The Broken Chariot

Home > Literature > The Broken Chariot > Page 18
The Broken Chariot Page 18

by Alan Sillitoe


  Hugh changed from boots to shoes in the conservatory. ‘I wanted to visit you in Nottingham but your mother said you wouldn’t like that, though she needed to see you more than I did. She seems to know you better.’

  Herbert felt horror at the notion of such a visit: ‘This is my landlady, Mrs Denman. She mothers me a bit too much, I’m afraid. And this is Frank, her fancyman. Yes, it is a small room, but it’s all I need to sleep in, and when I come back from the factory, or totter up to bed half-drunk on a Saturday night. I’m sorry, Mother, but for that you’ll have to go downstairs and across the yard.’ ‘It wouldn’t have been a good idea.’

  ‘Why ever not?’

  ‘I only have one room, and it’s hardly the place to entertain anyone, believe me.’

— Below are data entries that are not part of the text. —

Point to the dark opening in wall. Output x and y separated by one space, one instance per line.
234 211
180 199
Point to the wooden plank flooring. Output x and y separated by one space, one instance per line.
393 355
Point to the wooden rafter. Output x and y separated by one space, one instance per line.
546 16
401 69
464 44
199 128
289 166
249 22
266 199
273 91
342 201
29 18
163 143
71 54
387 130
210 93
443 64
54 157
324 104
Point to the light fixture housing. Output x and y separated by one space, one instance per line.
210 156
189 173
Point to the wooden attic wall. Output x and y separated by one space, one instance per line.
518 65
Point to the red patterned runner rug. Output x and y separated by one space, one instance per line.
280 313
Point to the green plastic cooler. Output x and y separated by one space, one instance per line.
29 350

  ‘That’s nonsense, and you know it. I wouldn’t have cared if you were living in a cave. You should have seen some of the mud holes I had to live in for weeks at a time in Burma. If my mother had been able to call on me I’d have welcomed her with open arms! You’re a grown responsible man from a good family, and you know perfectly well how to go on.’

  The row had started earlier than expected, his father wanting to bluster him into the ground. Herbert felt awe, even a shameless fear, stepping back to knock against a column of telescoped plant pots. He straightened them. Bert gave Herbert a nudge, stiffened him not to be afraid of the old bastard, told him he could even be conciliatory. He envied Archie having a father who didn’t know when he was coming out of the army. ‘I’ll get a flat soon, then it’ll be marvellous for both of you to come and see me.’

  ‘That’ll be a move in the right direction.’

  Herbert looked at him, getting towards seventy, frailer perhaps than he thought himself to be. It wouldn’t do to feel pity, though a tinge went through him, and straight out again. Better if they were to go into the house where his mother might soften their talk, but Hugh stood upright among the potted plants and puffed away as if to gas them both with his smoke. ‘We don’t see you from one year’s end to another, and I know your mother suffers from it. She doesn’t say so, but when she suffers so do I, which is totally unnecessary.’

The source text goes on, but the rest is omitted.